A recent study26 suggested that teeth morphometry has forensic implications due to sexual dimorphism of the mandibular first molar. The authors found that the cervico-incisal (crown) height of the first molar was a reliable predictor for gender, with a high accuracy in predicting males. This finding can be tested on the current two studied groups in the future as the previous study was done on a Caucasoid sample.
This study confirms that Han Chinese individuals exhibit shorter molar crown and root lengths, along with reduced mandibular height in the second molar region, which aligns with CBCT-based observations in other East Asian cohorts.27, 28, 29 These anatomical variations substantially affect clinical decision-making across multiple dental disciplines:
- 1.Endodontics: Shorter root lengths in mandibular molars limit working length and heighten the risk of over-instrumentation or perforation. Although this study did not directly assess canal morphology, Han Chinese CBCT data show a prevalence of 44.7 % for C-shaped canals in mandibular second molars among a local cohort, emphasizing the relevance of anatomical complexity in endodontic planning.30 Consequently, clinicians should adopt conservative instrumentation protocols and utilize preoperative CBCT imaging when available to identify complex configurations and avoid procedural errors.

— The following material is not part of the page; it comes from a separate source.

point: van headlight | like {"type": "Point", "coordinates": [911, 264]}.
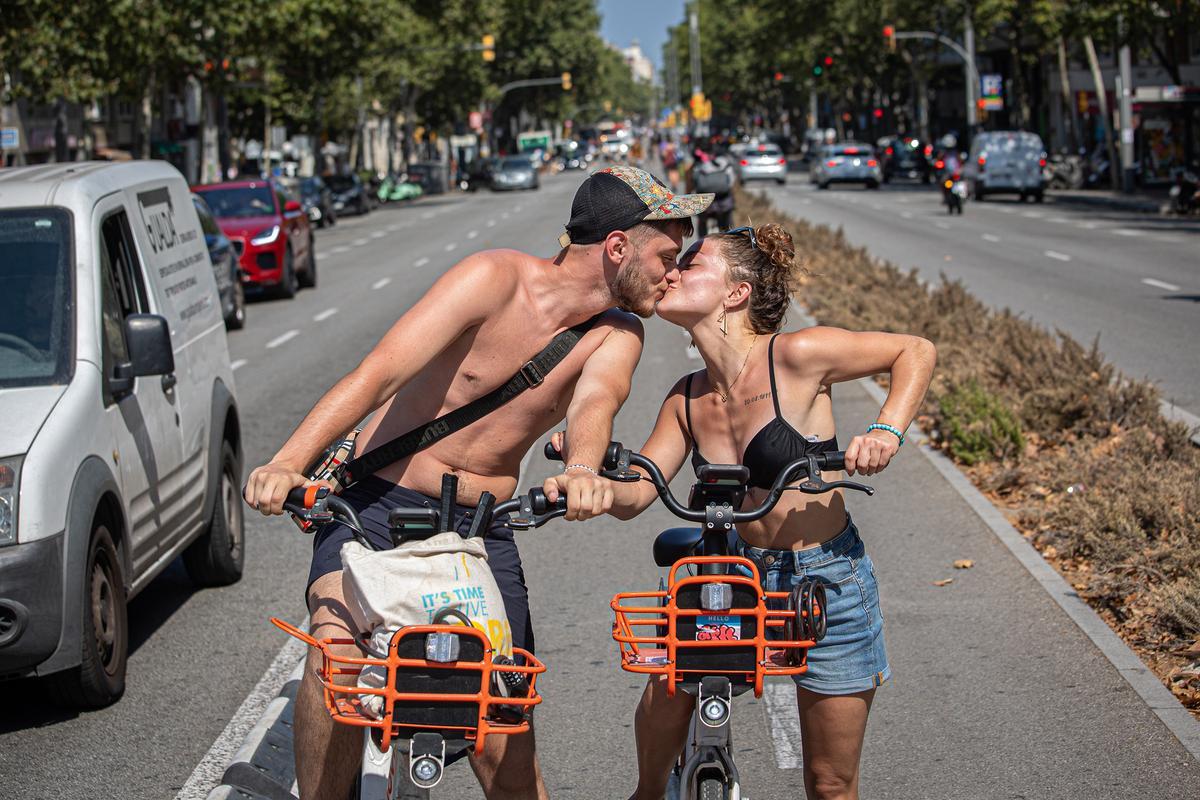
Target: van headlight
{"type": "Point", "coordinates": [10, 488]}
{"type": "Point", "coordinates": [267, 235]}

- 2.Prosthodontics and Periodontics: Reduced root length diminishes periodontal support and increases vulnerability to occlusal trauma. This necessitates occlusal adjustment and possible splinting, particularly in patients with parafunctional habits.31
- 3.Implantology and Surgery: Shorter roots and lower mandibular height restrict available bone volume, potentially requiring shorter implants or bone augmentation. Implant planning must carefully consider inferior alveolar nerve.
Overall, population-specific anatomical characteristics must be incorporated into individualized treatment planning to enhance safety and success rates.

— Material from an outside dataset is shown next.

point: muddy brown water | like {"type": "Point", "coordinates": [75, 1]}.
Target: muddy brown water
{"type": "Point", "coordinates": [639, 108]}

This study is limited by its retrospective design and reliance on CBCT scans obtained for clinical rather than research purposes, which may introduce sampling bias. Additionally, the study population was limited to Malay and Han Chinese, and the findings may not be generalizable to other Asian populations. The lack of genetic data also limits the ability to link morphometric variations to specific genetic factors directly. Future studies could expand the sample size, include other East and Southeast Asian ethnic groups, and incorporate genomic analysis to explore potential genetic determinants of dental morphology. Longitudinal or functional studies may also help clarify the clinical relevance of RCR and root-to-mandible ratios in dental procedures such as extraction, implant planning, or prosthodontics.
In conclusion, the Han Chinese population exhibits distinct molar and mandibular anatomical traits—shorter crown and root lengths and reduced mandibular height. These factors significantly influence clinical outcomes in endodontics, prosthodontics, periodontics, and implantology. Integrating CBCT imaging, customized occlusal schemes, and tailored restorative or surgical strategies is essential to optimize dental treatment outcomes in this group.
Declaration of competing interest
The authors have no conflicts of interest relevant to this article.